Erin bit down hard on her lip. “It does matter,” she said. She went inside, changed her shirt, socks and gloves, and came out again to shovel the walks and driveway, giving Beth a lopsided grin and pat on the shoulder as she opened the back door. She didn’t know what else to do.

Outside, her boots crunched over gravel and the crisp coating of ice. She dug the shovel in, lifted it, her muscles straining as she cleared the steps to the front porch, the walkway, her sides and armpits pouring sweat. Maine had woven its blanket of white over the trees, their house, the field of marsh and grass. Silence hung in the thick sky, in the covered branches; even the sound of the sea seemed muffled by the snow. Erin lifted the last shovelful of heavy white slush, glad for the pain in her muscles, a distraction from the growing dark inside her. When she stomped into the kitchen, rubbing her cold hands together, Janet brought her hot chocolate, and talked about church, the priests, some new computer trick she’d figured out with email. Sitting at the kitchen table, Erin cupped the mug in her hands, bent her head to inhale its steam. Her mother’s voice droned on. From the upstairs came the sound of pop music on Beth’s stereo.

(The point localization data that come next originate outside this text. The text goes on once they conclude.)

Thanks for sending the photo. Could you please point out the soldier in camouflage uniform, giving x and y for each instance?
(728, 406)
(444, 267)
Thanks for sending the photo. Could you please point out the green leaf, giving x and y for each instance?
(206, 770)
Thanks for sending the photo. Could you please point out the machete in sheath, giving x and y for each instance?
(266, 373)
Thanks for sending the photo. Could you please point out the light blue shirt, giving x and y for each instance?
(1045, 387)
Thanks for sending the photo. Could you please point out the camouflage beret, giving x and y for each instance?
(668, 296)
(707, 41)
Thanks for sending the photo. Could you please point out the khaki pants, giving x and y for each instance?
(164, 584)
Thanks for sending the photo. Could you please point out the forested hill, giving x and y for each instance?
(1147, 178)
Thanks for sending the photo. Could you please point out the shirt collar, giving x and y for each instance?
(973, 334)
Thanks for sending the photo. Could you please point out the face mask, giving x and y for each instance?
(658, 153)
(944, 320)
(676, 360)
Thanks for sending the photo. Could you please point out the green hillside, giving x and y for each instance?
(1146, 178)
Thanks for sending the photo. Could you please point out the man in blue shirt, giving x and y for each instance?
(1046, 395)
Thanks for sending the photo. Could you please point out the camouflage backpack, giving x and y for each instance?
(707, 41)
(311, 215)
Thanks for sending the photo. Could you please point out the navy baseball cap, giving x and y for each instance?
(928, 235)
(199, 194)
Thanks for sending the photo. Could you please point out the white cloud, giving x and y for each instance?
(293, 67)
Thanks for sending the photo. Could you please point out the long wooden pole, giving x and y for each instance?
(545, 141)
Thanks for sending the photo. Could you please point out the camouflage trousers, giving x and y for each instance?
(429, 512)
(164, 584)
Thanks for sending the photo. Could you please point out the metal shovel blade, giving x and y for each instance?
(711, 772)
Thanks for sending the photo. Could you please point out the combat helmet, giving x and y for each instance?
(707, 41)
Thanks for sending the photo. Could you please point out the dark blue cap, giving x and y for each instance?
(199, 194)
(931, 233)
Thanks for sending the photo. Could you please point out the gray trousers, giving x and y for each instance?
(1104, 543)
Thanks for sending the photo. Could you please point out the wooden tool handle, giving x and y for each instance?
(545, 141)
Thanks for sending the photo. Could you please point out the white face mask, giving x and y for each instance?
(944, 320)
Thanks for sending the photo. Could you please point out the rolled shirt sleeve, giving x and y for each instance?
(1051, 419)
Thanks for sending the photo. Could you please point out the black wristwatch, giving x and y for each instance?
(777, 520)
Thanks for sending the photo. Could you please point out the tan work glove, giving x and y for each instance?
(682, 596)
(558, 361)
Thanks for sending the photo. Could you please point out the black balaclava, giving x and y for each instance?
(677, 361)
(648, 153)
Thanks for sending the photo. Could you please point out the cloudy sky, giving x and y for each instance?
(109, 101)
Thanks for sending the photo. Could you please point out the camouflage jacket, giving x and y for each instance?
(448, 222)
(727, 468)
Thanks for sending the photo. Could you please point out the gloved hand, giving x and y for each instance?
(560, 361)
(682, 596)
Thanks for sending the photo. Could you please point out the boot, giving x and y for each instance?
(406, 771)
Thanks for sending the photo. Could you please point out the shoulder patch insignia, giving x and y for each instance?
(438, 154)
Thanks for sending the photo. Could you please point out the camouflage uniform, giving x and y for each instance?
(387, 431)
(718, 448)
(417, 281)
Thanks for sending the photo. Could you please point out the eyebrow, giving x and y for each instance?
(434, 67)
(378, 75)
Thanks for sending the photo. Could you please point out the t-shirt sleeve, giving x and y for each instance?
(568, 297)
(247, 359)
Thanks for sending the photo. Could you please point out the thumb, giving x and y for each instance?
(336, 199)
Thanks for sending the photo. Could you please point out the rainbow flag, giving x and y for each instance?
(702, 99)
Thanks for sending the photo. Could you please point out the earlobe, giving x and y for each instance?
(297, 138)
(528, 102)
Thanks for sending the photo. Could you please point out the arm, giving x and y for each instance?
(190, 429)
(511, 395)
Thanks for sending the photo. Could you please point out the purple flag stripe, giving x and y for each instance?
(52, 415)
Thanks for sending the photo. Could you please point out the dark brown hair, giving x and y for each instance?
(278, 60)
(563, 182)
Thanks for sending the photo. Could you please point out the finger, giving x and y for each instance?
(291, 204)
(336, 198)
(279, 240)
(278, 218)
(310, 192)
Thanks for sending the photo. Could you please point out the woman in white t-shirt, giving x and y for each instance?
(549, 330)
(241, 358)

In the large front living room, family presents sat piled around the tree Thomas had brought over. The gaudy colors—red and green, gold and blue—on the wrapping, along with tinsel and the smell of pine, enlivened the room. Making an excuse to her mother, Erin walked in for the hundredth time and eyed the biggest box, which was wrapped in three sheets of unmatched Christmas paper and tagged with her name. It looked like Thomas’ handwriting, with only the from Beth in different script. Erin could almost smell the earth of new leather mingling with the sharp bite of pine, but no matter how many times she stared at the box, it didn’t go away.

* * *

            On Christmas morning Erin pulled on jeans and an old sweatshirt, edged quietly down the stairs, and tucked the box far behind the tree. An hour later, Beth came down wrapped in her favorite pink robe, twin to their mother’s. She looked like a blonde angel, and Janet, following, like a madonna. Janet came quietly to the couch, where she sat with her legs crossed, hands folded in her lap. Erin plugged in the green cord of the tree lights, and it began: Beth exclaiming over each gift, jumping up to hug first Erin—for the IPod—then Janet.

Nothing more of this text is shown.